Interrupt Handling and Mode Switching
Interrupts allow the CPU to respond to asynchronous events, such as hardware signals or exceptions. When an interrupt occurs, the CPU consults the Interrupt Descriptor Table (IDT) to determine the appropriate handler.
If the interrupt requires a privilege level change (e.g., switching from user mode to kernel mode), the CPU loads the kernel stack pointer from the Task State Segment (TSS) and pushes several values onto the stack, including the segment selector, stack pointer, flags, and the instruction pointer. For some exceptions, an error code is also pushed.

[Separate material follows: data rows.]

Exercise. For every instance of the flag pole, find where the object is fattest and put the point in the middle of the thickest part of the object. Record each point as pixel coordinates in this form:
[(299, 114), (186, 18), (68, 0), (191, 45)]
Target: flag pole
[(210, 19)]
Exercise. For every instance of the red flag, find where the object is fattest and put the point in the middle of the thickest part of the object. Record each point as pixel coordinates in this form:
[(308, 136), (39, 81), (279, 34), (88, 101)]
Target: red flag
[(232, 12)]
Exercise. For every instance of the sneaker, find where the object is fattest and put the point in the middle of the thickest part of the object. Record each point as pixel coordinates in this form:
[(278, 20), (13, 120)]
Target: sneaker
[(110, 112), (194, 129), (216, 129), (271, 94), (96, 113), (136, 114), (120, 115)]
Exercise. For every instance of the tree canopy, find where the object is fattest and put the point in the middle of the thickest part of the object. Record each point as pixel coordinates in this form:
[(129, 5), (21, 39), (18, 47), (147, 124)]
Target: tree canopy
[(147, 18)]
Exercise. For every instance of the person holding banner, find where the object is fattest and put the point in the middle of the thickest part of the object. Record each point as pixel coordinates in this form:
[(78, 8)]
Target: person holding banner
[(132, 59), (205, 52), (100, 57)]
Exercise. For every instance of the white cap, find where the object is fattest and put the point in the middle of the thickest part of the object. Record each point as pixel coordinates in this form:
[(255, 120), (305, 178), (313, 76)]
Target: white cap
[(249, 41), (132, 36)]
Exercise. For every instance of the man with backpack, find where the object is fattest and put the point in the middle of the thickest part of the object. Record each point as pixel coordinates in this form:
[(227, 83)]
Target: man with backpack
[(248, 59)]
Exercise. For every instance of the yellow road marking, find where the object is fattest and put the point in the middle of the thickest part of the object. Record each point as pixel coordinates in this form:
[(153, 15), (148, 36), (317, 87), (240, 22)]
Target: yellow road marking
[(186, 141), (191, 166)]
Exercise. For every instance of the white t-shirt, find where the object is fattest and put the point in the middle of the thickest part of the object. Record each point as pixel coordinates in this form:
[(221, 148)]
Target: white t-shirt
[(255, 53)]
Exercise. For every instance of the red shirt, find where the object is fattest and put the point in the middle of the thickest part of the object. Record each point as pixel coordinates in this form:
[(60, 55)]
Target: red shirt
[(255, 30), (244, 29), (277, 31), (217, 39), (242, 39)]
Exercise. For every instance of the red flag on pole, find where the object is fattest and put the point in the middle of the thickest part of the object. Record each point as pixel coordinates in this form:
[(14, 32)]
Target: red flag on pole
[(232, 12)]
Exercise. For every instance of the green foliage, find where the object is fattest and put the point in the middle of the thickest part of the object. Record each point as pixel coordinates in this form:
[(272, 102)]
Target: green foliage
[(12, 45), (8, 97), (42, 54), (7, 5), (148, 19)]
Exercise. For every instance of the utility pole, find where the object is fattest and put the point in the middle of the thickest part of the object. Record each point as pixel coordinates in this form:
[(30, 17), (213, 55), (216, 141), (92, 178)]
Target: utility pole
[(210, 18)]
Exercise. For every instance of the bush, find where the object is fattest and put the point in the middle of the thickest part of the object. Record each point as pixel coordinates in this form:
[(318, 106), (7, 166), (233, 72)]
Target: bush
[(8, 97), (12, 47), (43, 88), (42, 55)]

Control is then transferred to the handler function defined in the IDT. To return from the interrupt, the IRET instruction restores the processor state and resumes execution.
Timer Interrupts vs. Voluntary Context Switches
Timer interrupts occur at regular intervals and allow the kernel to preempt the currently running thread. These are handled in the interrupt context and typically result in a context switch if another thread is ready to run.
In contrast, voluntary context switches occur when a thread explicitly yields control, such as by calling a yield()
system call. These switches are initiated by the thread itself during system call execution and do not rely on hardware interrupts.
Device Interfaces and Controller Blocks
Device drivers manage communication between the kernel and hardware components such as disks and keyboards. They use I/O ports or memory-mapped registers to send commands and receive responses from devices.
The operating system maintains controller data structures to track the status of each device and manage pending operations. For example, a disk driver might issue a command to the controller, wait for an interrupt signaling completion, and update an I/O request block to reflect the operation’s status.